Detecting Critical Change in Dynamics Through Outlier Detection with Time-Varying Parameters

USC Quantitative Speaker Series (Spring 2025)

Date: February 20, 2025

Speaker: Meng Chen, Ph.D.

Assistant Professor
Department of Psychology
University of Southern California

Video Recording (requires sign in using your USC NetID)

Abstract

Intensive longitudinal data are often found to be nonstationary, namely, showing changes in statistical properties, such as means and variance-covariance structures, over time. One way to accommodate nonstationarity is to specify key parameters that show over-time changes as time-varying parameters (TVPs), yet abrupt transitions in TVPs can signal critical shifts in underlying processes. Identifying these shifts is particularly important in psychological research, where change points may reflect developmental transitions, intervention effects, or shifts in emotional and cognitive states.
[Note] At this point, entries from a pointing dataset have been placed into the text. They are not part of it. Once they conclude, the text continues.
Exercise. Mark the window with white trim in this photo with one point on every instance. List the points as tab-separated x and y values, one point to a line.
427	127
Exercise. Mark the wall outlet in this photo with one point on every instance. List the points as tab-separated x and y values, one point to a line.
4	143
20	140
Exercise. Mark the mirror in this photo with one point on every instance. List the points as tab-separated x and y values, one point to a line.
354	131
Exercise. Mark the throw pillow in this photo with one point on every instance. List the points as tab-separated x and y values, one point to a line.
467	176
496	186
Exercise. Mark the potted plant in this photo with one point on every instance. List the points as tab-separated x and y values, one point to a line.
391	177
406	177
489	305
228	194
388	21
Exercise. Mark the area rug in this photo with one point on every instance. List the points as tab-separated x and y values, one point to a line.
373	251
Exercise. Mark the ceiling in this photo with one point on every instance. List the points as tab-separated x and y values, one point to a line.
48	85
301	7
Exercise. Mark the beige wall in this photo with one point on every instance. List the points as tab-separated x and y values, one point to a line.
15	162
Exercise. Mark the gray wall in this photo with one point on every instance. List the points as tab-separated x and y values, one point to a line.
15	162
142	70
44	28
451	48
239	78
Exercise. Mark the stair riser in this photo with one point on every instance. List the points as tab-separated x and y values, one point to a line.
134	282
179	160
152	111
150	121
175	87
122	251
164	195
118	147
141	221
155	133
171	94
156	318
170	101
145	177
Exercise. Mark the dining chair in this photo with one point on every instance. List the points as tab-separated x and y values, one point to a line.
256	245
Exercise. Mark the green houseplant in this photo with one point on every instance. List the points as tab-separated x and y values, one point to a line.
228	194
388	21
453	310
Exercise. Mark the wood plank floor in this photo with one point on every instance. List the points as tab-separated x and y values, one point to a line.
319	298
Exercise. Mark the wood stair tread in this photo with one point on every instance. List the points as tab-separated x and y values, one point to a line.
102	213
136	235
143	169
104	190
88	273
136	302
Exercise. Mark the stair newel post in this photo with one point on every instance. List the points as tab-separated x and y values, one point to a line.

In this talk, an outlier detection method within a state-space modeling framework is proposed to detect abrupt changes in TVPs as innovative outliers. I will present findings from three simulation studies, demonstrating the method’s accuracy in detecting sudden shifts across single-subject, multivariate, and group-level models with individual-specific change points. Additionally, I will illustrate its empirical utility with facial electromyography (EMG) data collected during an emotion induction experiment.